Sunday, October 1, 2017

Sunday Mornings

My Sanctuary
I had the very odd experience this morning of walking around my parents' neighborhood and bumping into "the damned."  You see, it's a Sunday morning and all of the "saved" are at church because this is considered to be a sacred time of the week among the faithful.  Now lest it sounds like I'm picking on the church, I want to be clear: we all need sacred spaces and sacred times.  It is part of what makes us human.  Without that which is "set apart," we collapse in upon ourselves.  This was Augustine's definition of sin, by the way:  the self curved in upon the self.  It's also the way that C. S. Lewis describes hell in The Great Divorce or Sir Edwin Abbott in Flatland: A Romance of Many Dimensions.  But I digress...

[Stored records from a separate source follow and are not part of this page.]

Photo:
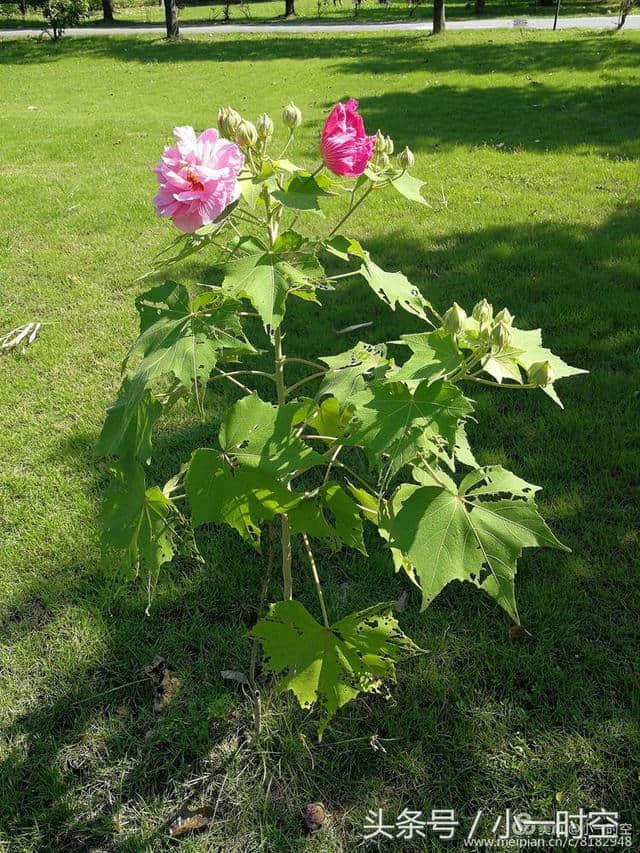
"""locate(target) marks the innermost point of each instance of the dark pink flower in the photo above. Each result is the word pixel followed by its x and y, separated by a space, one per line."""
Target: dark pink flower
pixel 346 148
pixel 198 178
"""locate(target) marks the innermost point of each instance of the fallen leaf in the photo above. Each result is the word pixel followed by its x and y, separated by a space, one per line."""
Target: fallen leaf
pixel 165 684
pixel 190 820
pixel 313 815
pixel 517 631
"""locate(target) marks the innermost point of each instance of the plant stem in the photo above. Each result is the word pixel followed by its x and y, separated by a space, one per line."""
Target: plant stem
pixel 305 380
pixel 288 360
pixel 350 211
pixel 316 579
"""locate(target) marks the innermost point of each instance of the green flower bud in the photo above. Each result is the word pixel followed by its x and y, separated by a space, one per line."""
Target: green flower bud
pixel 233 119
pixel 504 316
pixel 501 335
pixel 380 143
pixel 223 112
pixel 455 319
pixel 291 116
pixel 406 158
pixel 264 126
pixel 541 373
pixel 246 134
pixel 482 312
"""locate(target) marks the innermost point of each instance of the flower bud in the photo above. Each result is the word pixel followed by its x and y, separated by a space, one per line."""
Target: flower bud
pixel 501 335
pixel 223 112
pixel 541 373
pixel 482 312
pixel 455 319
pixel 232 121
pixel 264 126
pixel 504 316
pixel 246 134
pixel 291 116
pixel 406 158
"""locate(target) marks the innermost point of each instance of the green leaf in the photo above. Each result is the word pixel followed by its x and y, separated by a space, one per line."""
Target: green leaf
pixel 394 288
pixel 289 241
pixel 303 192
pixel 258 279
pixel 409 187
pixel 182 337
pixel 261 435
pixel 329 418
pixel 346 370
pixel 243 498
pixel 453 537
pixel 129 423
pixel 137 522
pixel 434 356
pixel 495 480
pixel 529 344
pixel 344 248
pixel 333 665
pixel 391 422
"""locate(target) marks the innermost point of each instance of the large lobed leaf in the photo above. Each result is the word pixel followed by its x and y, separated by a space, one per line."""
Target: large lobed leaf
pixel 473 533
pixel 331 666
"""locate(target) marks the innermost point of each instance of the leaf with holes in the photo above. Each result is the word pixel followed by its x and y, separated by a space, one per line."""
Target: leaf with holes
pixel 243 497
pixel 394 426
pixel 260 435
pixel 331 666
pixel 346 370
pixel 434 356
pixel 138 523
pixel 394 288
pixel 455 536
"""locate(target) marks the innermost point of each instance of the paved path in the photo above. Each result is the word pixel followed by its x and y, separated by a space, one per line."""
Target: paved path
pixel 595 22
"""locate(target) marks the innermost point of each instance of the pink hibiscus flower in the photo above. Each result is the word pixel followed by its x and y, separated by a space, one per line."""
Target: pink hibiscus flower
pixel 346 148
pixel 198 178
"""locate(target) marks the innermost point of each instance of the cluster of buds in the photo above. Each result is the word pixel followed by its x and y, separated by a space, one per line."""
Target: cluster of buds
pixel 455 319
pixel 228 122
pixel 406 159
pixel 291 116
pixel 382 148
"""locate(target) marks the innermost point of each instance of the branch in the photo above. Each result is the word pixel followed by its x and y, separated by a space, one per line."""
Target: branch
pixel 316 579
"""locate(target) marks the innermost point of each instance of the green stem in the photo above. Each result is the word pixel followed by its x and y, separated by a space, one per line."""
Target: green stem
pixel 351 210
pixel 316 579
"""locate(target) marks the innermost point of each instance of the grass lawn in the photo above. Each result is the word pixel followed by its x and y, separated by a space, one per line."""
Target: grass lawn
pixel 530 147
pixel 256 11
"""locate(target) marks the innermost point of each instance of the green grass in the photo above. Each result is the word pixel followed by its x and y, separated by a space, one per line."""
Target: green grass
pixel 256 11
pixel 529 144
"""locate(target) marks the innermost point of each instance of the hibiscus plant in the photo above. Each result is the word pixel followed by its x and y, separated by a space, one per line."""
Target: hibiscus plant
pixel 367 437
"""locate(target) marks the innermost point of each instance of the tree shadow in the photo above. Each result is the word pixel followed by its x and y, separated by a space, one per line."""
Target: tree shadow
pixel 94 738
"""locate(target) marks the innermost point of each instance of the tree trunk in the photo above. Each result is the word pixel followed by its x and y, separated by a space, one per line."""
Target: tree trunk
pixel 171 18
pixel 107 11
pixel 438 17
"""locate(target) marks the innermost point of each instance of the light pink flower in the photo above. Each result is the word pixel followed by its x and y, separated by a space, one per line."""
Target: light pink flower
pixel 346 148
pixel 197 177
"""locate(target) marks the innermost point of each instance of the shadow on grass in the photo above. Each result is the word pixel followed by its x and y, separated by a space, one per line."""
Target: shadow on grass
pixel 93 755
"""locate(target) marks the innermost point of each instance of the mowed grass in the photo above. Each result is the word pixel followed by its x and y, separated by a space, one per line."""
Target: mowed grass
pixel 529 145
pixel 256 11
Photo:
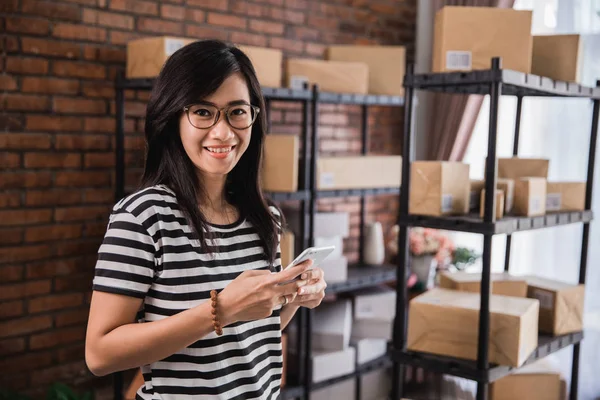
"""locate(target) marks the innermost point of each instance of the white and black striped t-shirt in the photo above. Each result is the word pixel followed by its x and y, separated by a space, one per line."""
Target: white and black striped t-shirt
pixel 148 252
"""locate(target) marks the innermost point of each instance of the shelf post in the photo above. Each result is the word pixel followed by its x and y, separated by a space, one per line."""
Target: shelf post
pixel 515 153
pixel 489 217
pixel 586 234
pixel 400 322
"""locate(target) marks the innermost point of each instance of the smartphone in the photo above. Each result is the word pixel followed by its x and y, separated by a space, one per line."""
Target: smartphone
pixel 316 254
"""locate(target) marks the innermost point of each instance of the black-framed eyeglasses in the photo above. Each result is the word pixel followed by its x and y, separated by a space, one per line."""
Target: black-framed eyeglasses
pixel 238 116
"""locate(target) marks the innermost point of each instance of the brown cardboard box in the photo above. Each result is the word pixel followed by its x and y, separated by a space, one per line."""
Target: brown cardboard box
pixel 445 322
pixel 386 65
pixel 502 284
pixel 280 163
pixel 561 305
pixel 146 57
pixel 331 76
pixel 558 57
pixel 530 197
pixel 466 38
pixel 358 172
pixel 439 188
pixel 515 167
pixel 267 64
pixel 565 196
pixel 499 204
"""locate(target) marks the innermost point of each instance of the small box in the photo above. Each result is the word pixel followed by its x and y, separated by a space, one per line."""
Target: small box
pixel 499 204
pixel 565 196
pixel 279 172
pixel 445 322
pixel 331 76
pixel 515 167
pixel 530 197
pixel 466 38
pixel 561 305
pixel 267 63
pixel 146 57
pixel 502 284
pixel 386 65
pixel 359 172
pixel 439 188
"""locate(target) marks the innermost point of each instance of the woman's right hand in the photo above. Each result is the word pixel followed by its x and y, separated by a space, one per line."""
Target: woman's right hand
pixel 254 294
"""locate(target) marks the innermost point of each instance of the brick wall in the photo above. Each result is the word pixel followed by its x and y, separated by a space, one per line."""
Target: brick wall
pixel 58 61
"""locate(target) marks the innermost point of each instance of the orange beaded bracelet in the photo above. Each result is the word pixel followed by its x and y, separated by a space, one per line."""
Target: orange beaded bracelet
pixel 213 311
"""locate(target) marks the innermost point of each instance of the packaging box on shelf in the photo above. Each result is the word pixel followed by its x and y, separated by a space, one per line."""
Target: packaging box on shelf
pixel 439 188
pixel 503 283
pixel 445 322
pixel 499 204
pixel 279 172
pixel 146 57
pixel 358 172
pixel 565 196
pixel 268 64
pixel 386 65
pixel 530 197
pixel 466 38
pixel 331 76
pixel 561 305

But here's the odd thing about this morning's experience.  As I realized that I was "among the damned" on this Sunday morning, I had a memory come back to me of when I preached behind a pulpit in Indianapolis (in what now seems like another life) and declared with boldness: "The church does not have a monopoly on God!  We think that because we are here within these 'sacred' walls, we are the 'saved' and they are the 'damned,' but that is not so!  The church itself is a mixture of good and evil, just as the rest of the world is, just as our own individual selves are."  I suspect that I remembered it so well this morning (isn't memory such an odd thing?!?) because I really believed it when I proclaimed it from the pulpit.  I still believe it, yet I oddly perceive the truth of it a bit better now.